The proportion of people age 65 and older in Japan reached the world’s highest at 21 percent in 2005, surpassing Italy’s 20 percent, the government said Friday in a preliminary report.
At the same time, the percentage of people under 15 in the total population hit the world’s lowest at 13.6 percent, the Internal Affairs and Communications Ministry said.
For both men and women, the percentage of unmarried people went up in all groups age 20 to 64, the report says.
The preliminary figures were obtained by tallying 1 percent of survey samples collected from every village, town or city.
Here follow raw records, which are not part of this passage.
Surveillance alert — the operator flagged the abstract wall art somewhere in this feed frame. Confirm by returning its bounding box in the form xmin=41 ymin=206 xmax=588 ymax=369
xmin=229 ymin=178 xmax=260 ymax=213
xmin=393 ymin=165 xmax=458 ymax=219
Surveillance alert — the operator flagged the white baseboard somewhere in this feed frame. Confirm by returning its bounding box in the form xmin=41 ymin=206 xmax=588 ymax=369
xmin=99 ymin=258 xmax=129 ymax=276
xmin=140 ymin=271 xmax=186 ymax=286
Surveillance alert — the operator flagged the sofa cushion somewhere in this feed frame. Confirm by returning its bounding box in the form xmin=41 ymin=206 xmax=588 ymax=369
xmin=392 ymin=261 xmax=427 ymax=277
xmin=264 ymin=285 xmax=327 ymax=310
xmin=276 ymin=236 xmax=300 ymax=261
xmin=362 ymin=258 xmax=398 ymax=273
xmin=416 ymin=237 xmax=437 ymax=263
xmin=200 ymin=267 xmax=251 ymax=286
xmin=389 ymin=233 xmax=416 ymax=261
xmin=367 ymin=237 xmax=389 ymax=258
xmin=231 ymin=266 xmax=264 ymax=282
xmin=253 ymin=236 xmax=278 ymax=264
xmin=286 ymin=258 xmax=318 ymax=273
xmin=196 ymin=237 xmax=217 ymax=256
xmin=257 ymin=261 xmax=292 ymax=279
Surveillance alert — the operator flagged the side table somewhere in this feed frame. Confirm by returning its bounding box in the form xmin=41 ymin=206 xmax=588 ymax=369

The report underscores the steady aging of Japanese society with its shrinking child population. It is also the first time the percentage of elderly topped the 20 percent threshold.
In 1960, 30.2 percent of the population was under age 15, while only 5.7 percent were age 65 or older.
According to the preliminary report, of Japan’s total population of 127.76 million, the elderly account for 26.82 million, up 3.7 percentage points from the previous census in 2000.
On the other hand, the number of people under age 15 decreased 1 percentage point from the previous census to the record low 13.6 percent.
By prefecture, Akita has the highest proportion of elderly, at 28.1 percent, followed by Shimane at 28 percent and Kochi at 27.1 percent.
Saitama had the lowest proportion of elderly, at 16.9 percent, followed by Kanagawa, at 17.3 percent, and Okinawa, at 17.4 percent.
Since the previous census, the proportion of elderly increased in all 47 prefectures, with Nara seeing the largest rise, of 5 percentage points.
Meanwhile, the number of elderly living alone totaled 4.05 million, topping the 4 million mark for the first time since the census began in 1920. The average number of family members per household also hit a record low 2.6.
The proportion of unmarried women was 59.9 percent in the age 25-29 bracket, up 5.9 percentage points from the previous census, showing that roughly three out of five women in this bracket are unmarried. The proportion was 32.6 percent among those age 30 to 34.
The proportion of unmarried men was 47.7 percent among the age 30-34 bracket, up 4.8 percentage points, and 30.9 percent among 35- to 39-year-olds, up 5.2 points.
Observers say Japan needs to redesign national pension and health insurance programs according to the changing population structure. Because the current system depends on revenues from the working generation, many do not trust the system and refuse to pay premiums.